After David Cameron’s conference speech in Birmingham earlier this month, complete with a promised £7bn income tax cut, some 39pc of voters said it was the Tories “they most trust to manage the economy”, compared with just 19pc backing Labour.
It was in the afterglow of that speech that the Tories chalked up an overall poll lead for the first time in more than two years. A strong economy, then, will clearly be front-and-centre in any successful Conservative general election campaign.
It’s politically significant, then, that public sector borrowing figures released on Tuesday were truly shocking – so bad, that further pre-election promises of tax cuts are now much less likely. Such promises, as we just saw, are vital when it comes to keeping the Government’s electoral opponents at bay. If such terrible figures continue into the coming months, the Tories could even lose their reputation for superior economic management.
The economy is growing at 0.7pc per quarter, we learnt on Friday, far faster than last year. Yet public sector net borrowing over the first half of 2014-15 was 10pc higher than the same period in 2013-14. Borrowing in September alone was £12bn, a staggering 15pc up on the same month the year before. While tax receipts were up 3.1pc, revenue growth was outstripped by even higher spending. For all the talk of “austerity”, central government expenditure in September was 5.4pc above that during the same month a year ago, as welfare payments spiralled.

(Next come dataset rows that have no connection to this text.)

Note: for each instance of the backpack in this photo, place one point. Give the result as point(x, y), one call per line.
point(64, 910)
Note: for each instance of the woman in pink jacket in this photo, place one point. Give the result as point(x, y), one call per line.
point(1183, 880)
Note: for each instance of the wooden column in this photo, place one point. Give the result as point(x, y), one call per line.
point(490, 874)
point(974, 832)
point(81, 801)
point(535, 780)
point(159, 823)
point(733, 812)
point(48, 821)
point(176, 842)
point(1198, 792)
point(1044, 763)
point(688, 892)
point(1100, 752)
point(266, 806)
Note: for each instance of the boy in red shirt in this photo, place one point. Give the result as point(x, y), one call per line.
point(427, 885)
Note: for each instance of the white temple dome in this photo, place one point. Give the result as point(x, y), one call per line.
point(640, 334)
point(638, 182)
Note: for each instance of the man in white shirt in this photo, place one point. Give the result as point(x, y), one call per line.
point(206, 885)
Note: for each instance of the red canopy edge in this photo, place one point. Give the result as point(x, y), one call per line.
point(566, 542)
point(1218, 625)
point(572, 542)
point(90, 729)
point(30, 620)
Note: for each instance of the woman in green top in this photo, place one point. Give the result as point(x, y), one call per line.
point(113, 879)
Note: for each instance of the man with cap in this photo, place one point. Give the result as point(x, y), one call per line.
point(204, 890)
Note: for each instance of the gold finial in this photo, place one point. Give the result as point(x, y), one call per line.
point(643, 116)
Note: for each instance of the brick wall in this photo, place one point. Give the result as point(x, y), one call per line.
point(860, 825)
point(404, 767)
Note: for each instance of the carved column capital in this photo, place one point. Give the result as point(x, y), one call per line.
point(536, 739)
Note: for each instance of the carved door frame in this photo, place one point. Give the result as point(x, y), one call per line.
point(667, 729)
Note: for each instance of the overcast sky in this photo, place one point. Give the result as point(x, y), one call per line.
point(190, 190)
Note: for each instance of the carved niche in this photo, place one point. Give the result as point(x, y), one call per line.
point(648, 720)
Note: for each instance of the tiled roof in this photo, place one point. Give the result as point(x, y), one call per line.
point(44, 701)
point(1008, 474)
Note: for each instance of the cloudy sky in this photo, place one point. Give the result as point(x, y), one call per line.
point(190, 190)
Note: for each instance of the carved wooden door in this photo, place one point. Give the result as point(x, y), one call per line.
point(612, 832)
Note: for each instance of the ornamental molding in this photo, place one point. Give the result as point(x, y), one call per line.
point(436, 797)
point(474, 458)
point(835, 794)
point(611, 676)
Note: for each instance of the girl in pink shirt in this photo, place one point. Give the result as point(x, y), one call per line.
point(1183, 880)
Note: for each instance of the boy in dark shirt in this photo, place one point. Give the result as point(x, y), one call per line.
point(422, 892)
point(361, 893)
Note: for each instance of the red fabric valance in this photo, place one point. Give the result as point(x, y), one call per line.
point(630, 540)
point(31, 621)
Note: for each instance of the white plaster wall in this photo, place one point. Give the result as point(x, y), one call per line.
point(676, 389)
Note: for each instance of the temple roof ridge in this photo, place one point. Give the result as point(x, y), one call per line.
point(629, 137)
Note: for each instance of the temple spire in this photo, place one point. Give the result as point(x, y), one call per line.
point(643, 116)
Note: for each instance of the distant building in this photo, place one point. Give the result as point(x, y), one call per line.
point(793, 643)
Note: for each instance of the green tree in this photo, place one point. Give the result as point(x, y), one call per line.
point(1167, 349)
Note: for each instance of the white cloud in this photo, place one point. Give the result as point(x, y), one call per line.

The Government, having already borrowed £58bn between April and September, is almost certain to miss its £96bn annual target by a mile. It’s now all but certain the UK will post a sixth successive year of triple-digit, billion-pound deficits, five of them under the Tories. Osborne has borrowed more in his half-decade as Chancellor than his predecessor Gordon Brown did during a decade at the Treasury. The Conservatives’ 2010 “emergency Budget” said the books would be balanced by next year. Official projections now suggest that won’t happen until 2018-19.